To provide a can inner / outer surface inspection device capable of reliably processing an unstable pixel portion of an inspection image to extract only a defective portion of the inspection image, performing the inspection at a high speed, and being configured with a simple circuit. It was made for the purpose.

[0007]

In order to solve the above-mentioned problems, a can inner / outer surface inspection apparatus of the present invention comprises an inspection table provided with a rotating table for rotating the can, and a can for feeding and sending the can to this inspection table. Conveyance means, a visual inspection camera that faces the inspection table and takes an image by dividing the circumferential direction of the can to inspect the external appearance of the can, and controls the rotation of the rotary table for the divided imaging by the camera. Drive means, a mark detection sensor for detecting a reference point mark printed in advance on the can, a control means for emitting a trigger signal by the detection of the reference point mark by this sensor, and imaging the camera and driving the drive means, An image processing comparison means for picking up an image of a non-defective product in advance for each circumferential division of the can by the camera, storing the image as a reference image, comparing it with the inspection image, and inspecting its quality is provided. Than it is.

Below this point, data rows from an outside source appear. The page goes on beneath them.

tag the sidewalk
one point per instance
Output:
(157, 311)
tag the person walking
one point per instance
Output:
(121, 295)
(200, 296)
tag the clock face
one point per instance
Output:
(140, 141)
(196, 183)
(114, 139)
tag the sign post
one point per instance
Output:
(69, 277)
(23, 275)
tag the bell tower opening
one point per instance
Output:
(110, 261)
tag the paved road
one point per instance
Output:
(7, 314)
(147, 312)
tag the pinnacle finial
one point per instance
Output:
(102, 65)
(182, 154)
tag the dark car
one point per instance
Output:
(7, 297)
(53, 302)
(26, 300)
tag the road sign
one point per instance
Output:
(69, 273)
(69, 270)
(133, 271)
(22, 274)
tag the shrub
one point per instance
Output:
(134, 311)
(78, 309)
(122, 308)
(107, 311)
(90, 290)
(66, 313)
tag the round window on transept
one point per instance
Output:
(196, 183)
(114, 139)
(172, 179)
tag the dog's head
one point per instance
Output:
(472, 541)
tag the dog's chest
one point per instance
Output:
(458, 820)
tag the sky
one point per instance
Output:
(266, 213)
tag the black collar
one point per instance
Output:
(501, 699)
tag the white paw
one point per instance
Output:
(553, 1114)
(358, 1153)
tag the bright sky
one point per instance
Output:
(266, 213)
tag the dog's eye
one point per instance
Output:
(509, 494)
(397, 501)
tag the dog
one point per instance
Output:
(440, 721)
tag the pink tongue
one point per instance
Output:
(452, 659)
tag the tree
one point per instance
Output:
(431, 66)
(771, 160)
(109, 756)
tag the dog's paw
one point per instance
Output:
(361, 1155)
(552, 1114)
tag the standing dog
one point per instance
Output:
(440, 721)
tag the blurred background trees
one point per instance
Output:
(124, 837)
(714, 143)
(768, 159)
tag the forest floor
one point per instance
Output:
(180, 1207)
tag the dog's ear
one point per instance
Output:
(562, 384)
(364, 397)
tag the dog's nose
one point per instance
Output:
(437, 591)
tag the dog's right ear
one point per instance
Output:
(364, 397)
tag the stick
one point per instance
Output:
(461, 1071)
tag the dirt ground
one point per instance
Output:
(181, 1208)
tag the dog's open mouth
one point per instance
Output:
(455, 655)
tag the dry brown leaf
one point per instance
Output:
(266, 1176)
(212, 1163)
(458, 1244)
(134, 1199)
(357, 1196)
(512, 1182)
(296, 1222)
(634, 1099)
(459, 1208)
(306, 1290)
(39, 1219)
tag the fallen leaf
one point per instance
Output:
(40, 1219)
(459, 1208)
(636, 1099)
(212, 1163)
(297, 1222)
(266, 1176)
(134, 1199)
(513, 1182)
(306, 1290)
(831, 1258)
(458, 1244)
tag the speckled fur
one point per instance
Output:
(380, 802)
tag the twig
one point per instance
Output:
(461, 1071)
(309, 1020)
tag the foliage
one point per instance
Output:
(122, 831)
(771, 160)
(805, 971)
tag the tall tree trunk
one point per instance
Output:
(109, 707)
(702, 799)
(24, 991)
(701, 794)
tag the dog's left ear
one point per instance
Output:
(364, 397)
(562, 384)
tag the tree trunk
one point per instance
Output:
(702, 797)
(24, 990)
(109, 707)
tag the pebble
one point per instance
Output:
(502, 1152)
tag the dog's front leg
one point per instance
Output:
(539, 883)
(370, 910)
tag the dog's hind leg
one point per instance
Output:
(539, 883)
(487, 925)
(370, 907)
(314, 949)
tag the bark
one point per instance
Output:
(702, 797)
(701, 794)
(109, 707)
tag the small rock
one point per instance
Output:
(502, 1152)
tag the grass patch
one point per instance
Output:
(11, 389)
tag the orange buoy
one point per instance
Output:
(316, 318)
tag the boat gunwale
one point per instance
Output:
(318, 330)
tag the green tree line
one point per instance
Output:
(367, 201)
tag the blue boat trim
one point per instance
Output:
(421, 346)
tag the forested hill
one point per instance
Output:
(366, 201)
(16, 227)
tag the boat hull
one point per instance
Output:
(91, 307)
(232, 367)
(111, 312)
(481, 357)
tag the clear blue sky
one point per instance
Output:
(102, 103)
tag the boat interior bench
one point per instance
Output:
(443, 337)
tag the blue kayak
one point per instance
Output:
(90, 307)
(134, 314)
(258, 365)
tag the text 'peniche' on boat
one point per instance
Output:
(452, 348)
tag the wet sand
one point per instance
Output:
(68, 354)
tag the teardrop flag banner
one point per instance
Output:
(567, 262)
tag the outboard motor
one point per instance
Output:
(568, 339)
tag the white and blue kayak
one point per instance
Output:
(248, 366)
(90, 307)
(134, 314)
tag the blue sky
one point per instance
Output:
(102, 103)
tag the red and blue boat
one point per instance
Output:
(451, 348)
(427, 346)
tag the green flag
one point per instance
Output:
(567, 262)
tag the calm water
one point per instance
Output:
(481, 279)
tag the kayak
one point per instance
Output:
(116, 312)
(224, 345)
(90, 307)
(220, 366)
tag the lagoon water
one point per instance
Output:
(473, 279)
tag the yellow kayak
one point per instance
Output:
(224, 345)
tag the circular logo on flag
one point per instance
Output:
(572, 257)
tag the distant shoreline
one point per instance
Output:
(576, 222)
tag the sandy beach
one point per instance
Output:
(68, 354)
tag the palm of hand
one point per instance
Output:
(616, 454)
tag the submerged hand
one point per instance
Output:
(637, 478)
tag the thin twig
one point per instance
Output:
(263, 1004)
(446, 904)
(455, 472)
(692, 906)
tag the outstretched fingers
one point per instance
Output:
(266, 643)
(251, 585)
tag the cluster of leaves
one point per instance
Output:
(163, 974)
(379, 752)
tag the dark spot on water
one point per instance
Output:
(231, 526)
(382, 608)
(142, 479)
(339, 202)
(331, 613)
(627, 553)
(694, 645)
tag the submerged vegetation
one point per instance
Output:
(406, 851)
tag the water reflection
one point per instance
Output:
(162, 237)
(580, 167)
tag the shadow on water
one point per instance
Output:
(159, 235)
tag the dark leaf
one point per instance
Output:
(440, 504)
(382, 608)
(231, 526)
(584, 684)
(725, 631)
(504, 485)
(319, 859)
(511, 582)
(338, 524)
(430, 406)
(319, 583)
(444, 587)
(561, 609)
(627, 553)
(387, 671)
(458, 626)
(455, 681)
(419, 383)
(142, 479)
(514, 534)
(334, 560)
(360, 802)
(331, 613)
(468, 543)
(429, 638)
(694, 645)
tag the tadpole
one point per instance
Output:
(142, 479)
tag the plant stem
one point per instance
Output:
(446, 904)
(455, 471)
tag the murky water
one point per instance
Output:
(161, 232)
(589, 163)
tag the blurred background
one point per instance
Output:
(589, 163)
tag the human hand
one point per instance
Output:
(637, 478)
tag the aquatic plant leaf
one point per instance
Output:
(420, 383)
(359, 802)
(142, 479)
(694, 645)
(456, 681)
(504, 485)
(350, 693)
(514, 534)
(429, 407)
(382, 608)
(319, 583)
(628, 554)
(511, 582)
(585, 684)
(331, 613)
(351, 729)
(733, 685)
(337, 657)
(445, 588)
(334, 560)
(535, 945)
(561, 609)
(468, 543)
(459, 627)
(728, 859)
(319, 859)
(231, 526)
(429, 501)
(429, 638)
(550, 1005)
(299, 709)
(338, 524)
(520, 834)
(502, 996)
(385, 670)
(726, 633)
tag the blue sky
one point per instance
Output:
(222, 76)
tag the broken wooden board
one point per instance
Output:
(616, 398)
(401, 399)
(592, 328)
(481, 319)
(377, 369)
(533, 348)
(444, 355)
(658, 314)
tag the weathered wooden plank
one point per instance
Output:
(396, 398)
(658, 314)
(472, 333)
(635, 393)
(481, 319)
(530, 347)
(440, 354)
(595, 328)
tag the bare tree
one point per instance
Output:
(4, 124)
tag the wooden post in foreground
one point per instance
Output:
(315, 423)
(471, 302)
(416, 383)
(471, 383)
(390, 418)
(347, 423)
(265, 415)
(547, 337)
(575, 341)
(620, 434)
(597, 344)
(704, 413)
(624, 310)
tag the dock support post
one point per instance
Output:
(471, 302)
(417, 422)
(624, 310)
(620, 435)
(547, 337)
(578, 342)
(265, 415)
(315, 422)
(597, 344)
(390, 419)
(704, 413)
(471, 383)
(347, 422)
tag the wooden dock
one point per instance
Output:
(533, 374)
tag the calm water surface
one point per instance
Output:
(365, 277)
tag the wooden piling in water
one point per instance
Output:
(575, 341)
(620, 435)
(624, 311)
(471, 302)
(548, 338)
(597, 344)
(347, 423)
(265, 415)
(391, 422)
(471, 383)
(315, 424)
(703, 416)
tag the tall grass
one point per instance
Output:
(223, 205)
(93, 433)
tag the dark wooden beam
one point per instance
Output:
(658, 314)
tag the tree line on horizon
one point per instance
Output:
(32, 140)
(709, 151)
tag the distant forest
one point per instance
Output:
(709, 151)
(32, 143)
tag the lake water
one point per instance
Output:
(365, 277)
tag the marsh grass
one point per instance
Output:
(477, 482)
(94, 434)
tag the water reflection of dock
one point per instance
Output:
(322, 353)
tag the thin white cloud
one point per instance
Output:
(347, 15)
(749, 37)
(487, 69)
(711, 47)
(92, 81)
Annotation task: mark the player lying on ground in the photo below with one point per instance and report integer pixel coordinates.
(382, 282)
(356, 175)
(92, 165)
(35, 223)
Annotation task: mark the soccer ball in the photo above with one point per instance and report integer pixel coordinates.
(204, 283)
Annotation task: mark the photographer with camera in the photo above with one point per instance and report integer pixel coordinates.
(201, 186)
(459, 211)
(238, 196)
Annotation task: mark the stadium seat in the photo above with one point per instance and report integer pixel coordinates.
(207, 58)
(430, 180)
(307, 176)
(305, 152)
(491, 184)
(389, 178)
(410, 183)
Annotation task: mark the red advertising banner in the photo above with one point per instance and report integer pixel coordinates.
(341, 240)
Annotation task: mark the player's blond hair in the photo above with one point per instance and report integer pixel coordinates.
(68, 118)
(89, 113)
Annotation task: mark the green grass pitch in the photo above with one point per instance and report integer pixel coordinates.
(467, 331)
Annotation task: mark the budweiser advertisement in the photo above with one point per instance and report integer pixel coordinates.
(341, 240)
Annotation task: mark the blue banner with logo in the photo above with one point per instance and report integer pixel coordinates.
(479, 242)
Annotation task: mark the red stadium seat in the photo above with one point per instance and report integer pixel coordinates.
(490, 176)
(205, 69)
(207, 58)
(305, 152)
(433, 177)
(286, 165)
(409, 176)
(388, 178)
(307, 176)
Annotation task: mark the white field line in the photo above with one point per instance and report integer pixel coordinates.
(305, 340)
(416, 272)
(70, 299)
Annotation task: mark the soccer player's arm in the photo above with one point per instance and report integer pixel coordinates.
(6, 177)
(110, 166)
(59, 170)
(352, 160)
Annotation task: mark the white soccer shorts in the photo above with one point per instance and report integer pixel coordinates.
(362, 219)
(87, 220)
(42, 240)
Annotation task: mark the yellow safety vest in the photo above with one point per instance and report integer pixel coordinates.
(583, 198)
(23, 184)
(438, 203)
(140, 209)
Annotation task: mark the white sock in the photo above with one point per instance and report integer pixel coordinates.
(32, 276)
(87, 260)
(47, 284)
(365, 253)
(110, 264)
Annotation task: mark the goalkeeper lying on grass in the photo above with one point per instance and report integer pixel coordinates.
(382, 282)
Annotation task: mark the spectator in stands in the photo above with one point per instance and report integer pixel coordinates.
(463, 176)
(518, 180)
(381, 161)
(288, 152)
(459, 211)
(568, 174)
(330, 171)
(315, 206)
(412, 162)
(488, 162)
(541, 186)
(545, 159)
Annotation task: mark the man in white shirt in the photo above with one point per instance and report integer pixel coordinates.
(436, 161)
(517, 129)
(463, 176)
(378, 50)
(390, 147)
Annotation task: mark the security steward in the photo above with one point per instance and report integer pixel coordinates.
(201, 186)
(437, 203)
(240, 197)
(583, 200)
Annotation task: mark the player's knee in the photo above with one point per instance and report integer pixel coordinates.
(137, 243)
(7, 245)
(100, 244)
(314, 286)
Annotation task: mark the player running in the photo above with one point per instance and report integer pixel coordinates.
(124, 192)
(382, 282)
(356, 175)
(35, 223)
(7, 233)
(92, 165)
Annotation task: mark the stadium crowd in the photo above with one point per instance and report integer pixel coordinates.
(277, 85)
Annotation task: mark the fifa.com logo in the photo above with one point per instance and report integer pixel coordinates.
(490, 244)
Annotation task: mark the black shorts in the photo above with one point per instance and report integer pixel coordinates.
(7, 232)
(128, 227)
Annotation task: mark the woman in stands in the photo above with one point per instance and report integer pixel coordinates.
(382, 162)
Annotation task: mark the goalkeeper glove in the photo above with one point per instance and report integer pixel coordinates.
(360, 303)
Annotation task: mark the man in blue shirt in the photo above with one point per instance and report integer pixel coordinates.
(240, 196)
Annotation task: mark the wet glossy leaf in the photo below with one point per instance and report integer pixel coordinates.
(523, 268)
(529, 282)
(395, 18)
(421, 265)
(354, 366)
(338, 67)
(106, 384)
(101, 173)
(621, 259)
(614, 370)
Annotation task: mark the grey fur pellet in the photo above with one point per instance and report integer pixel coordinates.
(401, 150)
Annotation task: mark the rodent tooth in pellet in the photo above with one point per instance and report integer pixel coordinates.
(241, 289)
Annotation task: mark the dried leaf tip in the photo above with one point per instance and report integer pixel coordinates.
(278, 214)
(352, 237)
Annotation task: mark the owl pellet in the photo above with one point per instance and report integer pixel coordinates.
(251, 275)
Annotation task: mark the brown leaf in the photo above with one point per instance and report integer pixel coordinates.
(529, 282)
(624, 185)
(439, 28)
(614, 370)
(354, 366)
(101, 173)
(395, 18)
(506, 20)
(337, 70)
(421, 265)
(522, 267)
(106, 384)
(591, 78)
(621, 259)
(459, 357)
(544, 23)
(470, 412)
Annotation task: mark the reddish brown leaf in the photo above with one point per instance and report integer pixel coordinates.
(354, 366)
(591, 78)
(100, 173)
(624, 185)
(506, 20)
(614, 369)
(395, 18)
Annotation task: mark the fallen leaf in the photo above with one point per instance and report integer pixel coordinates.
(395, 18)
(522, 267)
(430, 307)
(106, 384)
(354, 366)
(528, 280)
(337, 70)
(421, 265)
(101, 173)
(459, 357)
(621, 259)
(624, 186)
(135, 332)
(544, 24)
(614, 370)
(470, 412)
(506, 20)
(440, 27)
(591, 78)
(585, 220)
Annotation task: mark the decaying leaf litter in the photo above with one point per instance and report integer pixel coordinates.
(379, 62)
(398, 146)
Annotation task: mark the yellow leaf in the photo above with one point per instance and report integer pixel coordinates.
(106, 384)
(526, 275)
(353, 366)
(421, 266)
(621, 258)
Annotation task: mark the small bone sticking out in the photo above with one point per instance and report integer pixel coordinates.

Further, in the image processing apparatus of the present invention, when the image of a non-defective product is picked up in advance and stored as a reference image, the input image is expanded or contracted and stored, and the inspection image is stored. When comparing with the reference image, the unstable pixel portion of the contour portion of the inspection image is included or excluded to perform comparison.

[0009]

According to the present invention, with the above-described structure, the can is carried into the inspection table, and the can is rotated by the rotating table to detect the reference point mark previously marked on the can. The can is rotated by the turntable starting from, and the appearance of the cylindrical can is divided by the appearance inspection camera in the circumferential direction by the rotation control of the turntable by the control means, and the images are taken at each divided position. By comparing the inspection image of the can appearance with the reference image, the quality of the can can be inspected.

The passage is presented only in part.